When you are enjoying a lot of success and the flattering remarks come raining in, it’s easy to believe your own PR. People keep telling you what a great company you’ve built and how pleased you must be. And there’s only so many times you can say, ‘Aw, shucks!’
It has happened to military leaders many times, such as Napoleon and Hitler, who, after giddy success – the net result of meticulous planning and shock tactics – believed that anything at all was possible, with or without all the planning. And they stopped listening to people; they thought they didn’t need to bother – they just knew they were right. Arguably, Maggie Thatcher suffered from the same disease in the political realm at the end of her reign. Everyone knows the result in those instances.
It happened to me, too.
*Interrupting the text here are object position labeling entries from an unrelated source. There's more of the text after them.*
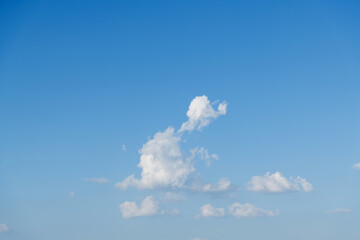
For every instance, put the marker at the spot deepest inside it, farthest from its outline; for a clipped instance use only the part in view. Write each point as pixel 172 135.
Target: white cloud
pixel 277 183
pixel 209 211
pixel 248 210
pixel 204 155
pixel 173 197
pixel 173 211
pixel 339 210
pixel 161 162
pixel 96 180
pixel 223 185
pixel 148 207
pixel 200 113
pixel 4 228
pixel 356 166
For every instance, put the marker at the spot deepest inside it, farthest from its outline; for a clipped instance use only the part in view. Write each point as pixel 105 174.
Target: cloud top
pixel 356 166
pixel 4 228
pixel 162 163
pixel 277 183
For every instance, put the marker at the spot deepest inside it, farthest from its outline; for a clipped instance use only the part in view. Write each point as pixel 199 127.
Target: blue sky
pixel 89 90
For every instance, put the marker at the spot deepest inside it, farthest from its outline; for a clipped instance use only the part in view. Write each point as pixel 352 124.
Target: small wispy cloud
pixel 277 183
pixel 97 180
pixel 148 207
pixel 339 210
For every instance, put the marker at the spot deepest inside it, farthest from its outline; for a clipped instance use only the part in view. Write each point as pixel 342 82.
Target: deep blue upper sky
pixel 78 79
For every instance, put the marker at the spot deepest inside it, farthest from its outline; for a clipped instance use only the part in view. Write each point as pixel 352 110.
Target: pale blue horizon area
pixel 79 79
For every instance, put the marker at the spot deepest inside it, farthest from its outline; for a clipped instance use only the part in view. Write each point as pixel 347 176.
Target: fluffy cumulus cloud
pixel 173 197
pixel 148 207
pixel 163 164
pixel 3 228
pixel 339 210
pixel 356 166
pixel 208 210
pixel 277 183
pixel 96 180
pixel 248 210
pixel 200 113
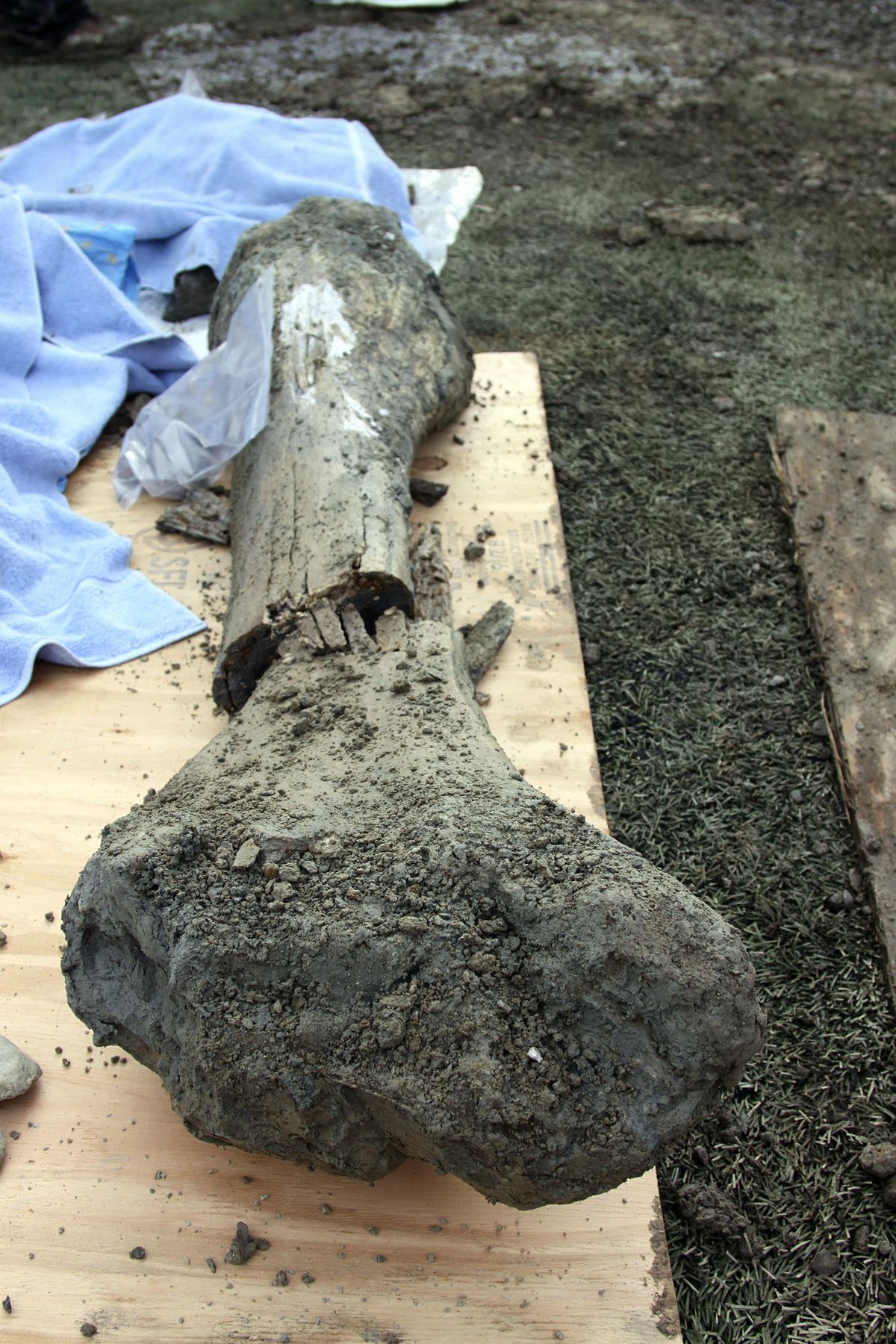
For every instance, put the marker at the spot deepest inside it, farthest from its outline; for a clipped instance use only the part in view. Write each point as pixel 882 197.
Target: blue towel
pixel 190 175
pixel 187 175
pixel 72 349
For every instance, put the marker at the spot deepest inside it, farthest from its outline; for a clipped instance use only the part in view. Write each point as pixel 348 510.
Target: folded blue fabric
pixel 109 248
pixel 190 175
pixel 69 354
pixel 186 176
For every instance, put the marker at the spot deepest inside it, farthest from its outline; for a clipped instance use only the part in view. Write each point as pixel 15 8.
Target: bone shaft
pixel 367 359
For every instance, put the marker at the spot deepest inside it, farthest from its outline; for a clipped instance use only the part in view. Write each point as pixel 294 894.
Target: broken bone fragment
pixel 348 932
pixel 18 1071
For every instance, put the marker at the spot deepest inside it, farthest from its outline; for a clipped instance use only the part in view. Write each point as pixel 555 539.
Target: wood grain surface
pixel 840 473
pixel 101 1164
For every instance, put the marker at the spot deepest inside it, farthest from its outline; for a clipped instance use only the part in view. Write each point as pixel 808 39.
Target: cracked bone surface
pixel 348 932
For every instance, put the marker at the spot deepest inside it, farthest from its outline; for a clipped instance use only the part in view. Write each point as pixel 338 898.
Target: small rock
pixel 879 1160
pixel 18 1071
pixel 428 492
pixel 633 235
pixel 245 1246
pixel 709 1210
pixel 702 223
pixel 825 1263
pixel 245 856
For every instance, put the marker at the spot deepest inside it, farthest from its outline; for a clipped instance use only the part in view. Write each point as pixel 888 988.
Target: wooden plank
pixel 101 1154
pixel 840 472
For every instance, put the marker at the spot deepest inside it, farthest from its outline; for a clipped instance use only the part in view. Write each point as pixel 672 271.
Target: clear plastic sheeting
pixel 441 199
pixel 183 438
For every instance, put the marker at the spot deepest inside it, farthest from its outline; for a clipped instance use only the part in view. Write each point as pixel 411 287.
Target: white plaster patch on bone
pixel 314 329
pixel 358 418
I was in a battle with two major suppliers in the UK over whether we had honoured a deal and I said something rather arrogant and dismissive to the press. I was so over-extended on our international expansion that I hadn’t done my homework to see if our systems were in good shape. They weren’t; my comments were not only inaccurate, they left the other side fuming and even more determined to nail us. And they did just that at a cost of £2 million to the company – and a lot of bad publicity.
Family – the great leveller
It’s fair to say that my occasional slips through conceit and arrogance would have been far greater without my wife and kids. They have been good at bringing me down to earth – sometimes with a bang. (And if your wife and kids, partner or other loved ones don’t tell it like it is, then you have a much bigger problem than hubris.)
If I say something sounding a bit imperious, I hear a quick ‘You’re not at the office now!’ which usually does the trick. I’m also a guy who is extremely uncool; more absent-minded professor than James Bond. You know the sort of thing; jumping out of a taxi and grabbing your briefcase but because you’d forgotten to close it properly first, the papers spill everywhere – over the floor and onto the pavement and with my luck, it’s usually raining too!
There are other ways of keeping grounded
Do another job where you are not the boss – and nor do you deserve to be: it could be serving on a committee at the PTA or helping out at a charity. I’m hopeless at practical things like DIY or IT, really hopeless, so I’m quite happy to be the equivalent of the plumber’s mate in situations like that and it’s clear to absolutely everyone around me how useless I am.
Go to places where no one knows who the hell you are – or even cares. And you must cut your right leg off if you ever say, ‘Don’t you know who I am?’